What is a morally ambivalent position on homosexuality? It differs from both radical and bigoted views of sexuality because it refuses to reduce the individual to his or her sexual orientation. Moral ambivalence starts by putting the individual above sexuality. Yet, unlike the way a liberal might treat sexuality, the morally ambivalent person does not try to relegate sexual identity to the private sphere. Sexual orientation remains an important, though not all-consuming part of one's public identity.
Being morally ambivalent does not mean withholding moral judgment. It means acknowledging that there is a very fine line between celebrating homosexuality as difference and condemning it to deviancy. It might help in this case to compare homosexuality to deafness. Homosexuals and deaf people are capable of sharing friendships and love with their heterosexual and hearing counterparts. But the fundamental differences in experience can make those relationships more difficult to achieve, and perhaps impossible to fulfill.
Moral ambivalence offsets the condescension that often tinges unconditional acceptance with a frankness about one's moral failings. Moral ambivalence tries hard to bring sympathy and honesty together.
It was moral ambivalence that allowed me to see a germ of truth in one of the remarks Mansfield made last week, a germ that probably went unnoticed by partisans on both sides. If there is one standing moral flaw in homosexuality that continues to cause morally ambivalent people concern and perhaps causes them to withhold their approval of homosexual love, it is the problem of procreation. Gays have proven themselves brilliantly in all but this sphere of social existence. Procreation, then, is not an issue that gay activists can afford to be morally flippant about, especially if they want to win ultimate acceptance into society by showing that homosexual love is truly an analogue of its heterosexual cousin, and hence deserving of access to the social recognition and civil sanction accorded to heterosexual marriage.

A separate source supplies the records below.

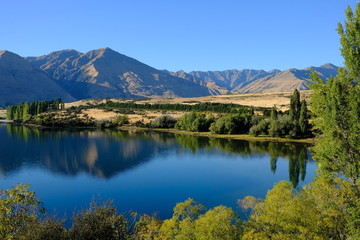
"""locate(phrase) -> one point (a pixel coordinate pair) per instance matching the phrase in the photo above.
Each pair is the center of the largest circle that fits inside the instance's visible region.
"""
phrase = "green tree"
(303, 118)
(274, 113)
(218, 223)
(336, 104)
(19, 209)
(25, 111)
(10, 113)
(294, 111)
(99, 222)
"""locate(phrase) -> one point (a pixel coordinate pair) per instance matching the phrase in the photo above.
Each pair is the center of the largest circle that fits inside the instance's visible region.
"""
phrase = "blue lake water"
(144, 171)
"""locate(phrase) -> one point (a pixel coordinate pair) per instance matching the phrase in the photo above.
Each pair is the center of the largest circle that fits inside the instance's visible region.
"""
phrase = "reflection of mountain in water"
(98, 153)
(297, 154)
(106, 153)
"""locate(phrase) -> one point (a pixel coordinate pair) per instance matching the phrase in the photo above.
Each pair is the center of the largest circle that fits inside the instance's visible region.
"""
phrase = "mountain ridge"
(105, 73)
(21, 82)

One does not have to believe that procreation is the sole purpose of marriage. But most people will agree that having children is an essential part of love and marriage that ties two people together in a way a civil marriage contract never could. A child represents the biological, social, civil and mystical unity of two lovers.
If this is where the analogy between homosexual love and heterosexual love truly ends, then the morally ambivalent will have no choice but to conclude that gay life--for all its pleasures, achievements, and joys--remains sadly and radically incomplete. My own moral ambivalence shares in the hope that this is not the case.
Daniel H. Choi '94 is a Social Studies concentrator in Quincy House.